Epidemiologisch erfolgte anfangs der 1970er Jahre der zweite Übergang, nämlich das zunehmende Auftreten degenerativer und durch das Verhalten provozierter Erkrankungen des Bewegungsapparats, deren wichtigstes Krankheitssymptom der Schmerz ist. Die schulmedizinische Annahme, dass Erkrankungen auf morphologische Veränderungen zurückzuführen sind, war beim Großteil der Wirbelsäulenerkrankungen unbefriedigend.
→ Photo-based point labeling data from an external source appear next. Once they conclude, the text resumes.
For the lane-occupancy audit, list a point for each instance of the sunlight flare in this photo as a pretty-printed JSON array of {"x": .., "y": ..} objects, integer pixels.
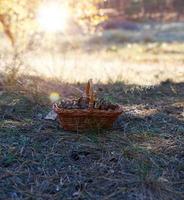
[
  {"x": 54, "y": 97},
  {"x": 53, "y": 17}
]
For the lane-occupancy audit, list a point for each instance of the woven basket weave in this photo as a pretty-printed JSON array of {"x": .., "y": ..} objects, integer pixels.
[{"x": 86, "y": 119}]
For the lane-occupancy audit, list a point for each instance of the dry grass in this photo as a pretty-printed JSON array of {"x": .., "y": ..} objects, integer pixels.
[{"x": 142, "y": 158}]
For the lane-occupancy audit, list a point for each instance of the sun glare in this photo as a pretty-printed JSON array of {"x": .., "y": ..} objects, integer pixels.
[{"x": 53, "y": 17}]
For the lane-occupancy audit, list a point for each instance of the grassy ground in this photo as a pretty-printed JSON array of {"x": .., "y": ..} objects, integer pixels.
[{"x": 141, "y": 158}]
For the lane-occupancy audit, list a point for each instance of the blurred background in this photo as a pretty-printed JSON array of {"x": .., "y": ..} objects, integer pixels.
[{"x": 135, "y": 41}]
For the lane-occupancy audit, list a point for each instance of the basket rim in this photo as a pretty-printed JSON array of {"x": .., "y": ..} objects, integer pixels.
[{"x": 86, "y": 111}]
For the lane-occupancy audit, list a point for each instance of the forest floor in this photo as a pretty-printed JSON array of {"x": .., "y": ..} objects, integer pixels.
[{"x": 142, "y": 158}]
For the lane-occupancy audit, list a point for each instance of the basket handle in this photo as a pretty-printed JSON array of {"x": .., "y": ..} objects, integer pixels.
[{"x": 90, "y": 93}]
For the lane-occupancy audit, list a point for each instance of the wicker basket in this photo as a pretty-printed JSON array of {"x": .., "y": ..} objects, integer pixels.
[{"x": 86, "y": 119}]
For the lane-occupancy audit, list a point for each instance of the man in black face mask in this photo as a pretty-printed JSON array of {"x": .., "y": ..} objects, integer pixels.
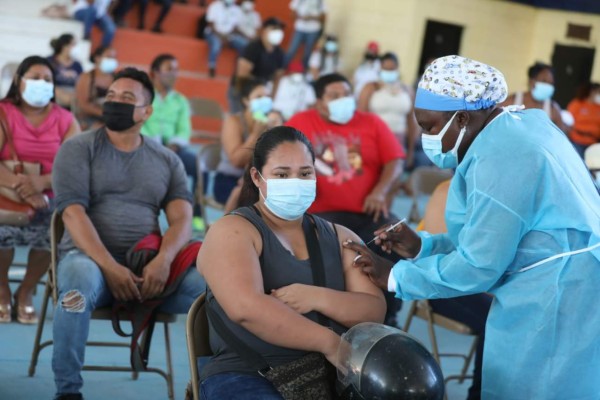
[
  {"x": 170, "y": 122},
  {"x": 110, "y": 185}
]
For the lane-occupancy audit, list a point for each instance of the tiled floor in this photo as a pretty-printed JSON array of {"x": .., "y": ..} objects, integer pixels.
[{"x": 16, "y": 343}]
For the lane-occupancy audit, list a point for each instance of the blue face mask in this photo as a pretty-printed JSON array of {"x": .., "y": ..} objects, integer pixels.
[
  {"x": 388, "y": 76},
  {"x": 542, "y": 91},
  {"x": 342, "y": 110},
  {"x": 289, "y": 198},
  {"x": 262, "y": 105},
  {"x": 331, "y": 46},
  {"x": 432, "y": 146},
  {"x": 38, "y": 92}
]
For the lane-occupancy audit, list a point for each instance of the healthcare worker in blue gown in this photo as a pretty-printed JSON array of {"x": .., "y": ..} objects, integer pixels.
[{"x": 523, "y": 217}]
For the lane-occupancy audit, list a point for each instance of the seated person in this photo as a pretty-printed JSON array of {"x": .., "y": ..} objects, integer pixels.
[
  {"x": 66, "y": 68},
  {"x": 37, "y": 127},
  {"x": 223, "y": 18},
  {"x": 94, "y": 12},
  {"x": 294, "y": 92},
  {"x": 110, "y": 186},
  {"x": 170, "y": 122},
  {"x": 358, "y": 162},
  {"x": 92, "y": 86},
  {"x": 325, "y": 58},
  {"x": 240, "y": 132},
  {"x": 263, "y": 289},
  {"x": 539, "y": 94},
  {"x": 470, "y": 310},
  {"x": 125, "y": 5},
  {"x": 585, "y": 108}
]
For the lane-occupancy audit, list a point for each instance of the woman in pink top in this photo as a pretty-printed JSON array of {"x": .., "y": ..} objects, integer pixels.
[{"x": 38, "y": 127}]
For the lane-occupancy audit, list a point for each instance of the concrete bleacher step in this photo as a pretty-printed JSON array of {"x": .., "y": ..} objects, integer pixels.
[{"x": 140, "y": 47}]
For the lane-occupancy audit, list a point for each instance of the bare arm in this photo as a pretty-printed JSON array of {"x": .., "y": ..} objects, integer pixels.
[
  {"x": 244, "y": 68},
  {"x": 238, "y": 150},
  {"x": 82, "y": 96},
  {"x": 362, "y": 301},
  {"x": 235, "y": 278},
  {"x": 365, "y": 96}
]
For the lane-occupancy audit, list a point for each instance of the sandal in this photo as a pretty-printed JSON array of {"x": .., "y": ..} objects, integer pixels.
[
  {"x": 24, "y": 314},
  {"x": 5, "y": 313}
]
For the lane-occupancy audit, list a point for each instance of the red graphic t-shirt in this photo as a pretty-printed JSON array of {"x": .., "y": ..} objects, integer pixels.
[{"x": 349, "y": 158}]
Die manuelle Medizin ist bei schmerzhaften Funktionsstörungen des Bewegungsapparats unverzichtbar

Als unverzichtbarer Fortschritt bei schmerzhaften Funktionsstörungen des Bewegungsapparats erwies sich die manuelle Medizin. Mit ihrem funktionellen Denken (Krankheit ist Fehlfunktion) entwickelte sie logischerweise die Testung der normalen Funktionen, um die für eine Erkrankung typischen Fehlfunktionen zu erkennen: die klinisch-manuellen Untersuchungstechniken. Diese sind nicht nur bei Funktionsstörungen, sondern auch beim Vorliegen von pathomorphologischen Veränderungen zur Erkennung der pathogenetischen Führungsstruktur unersetzlich.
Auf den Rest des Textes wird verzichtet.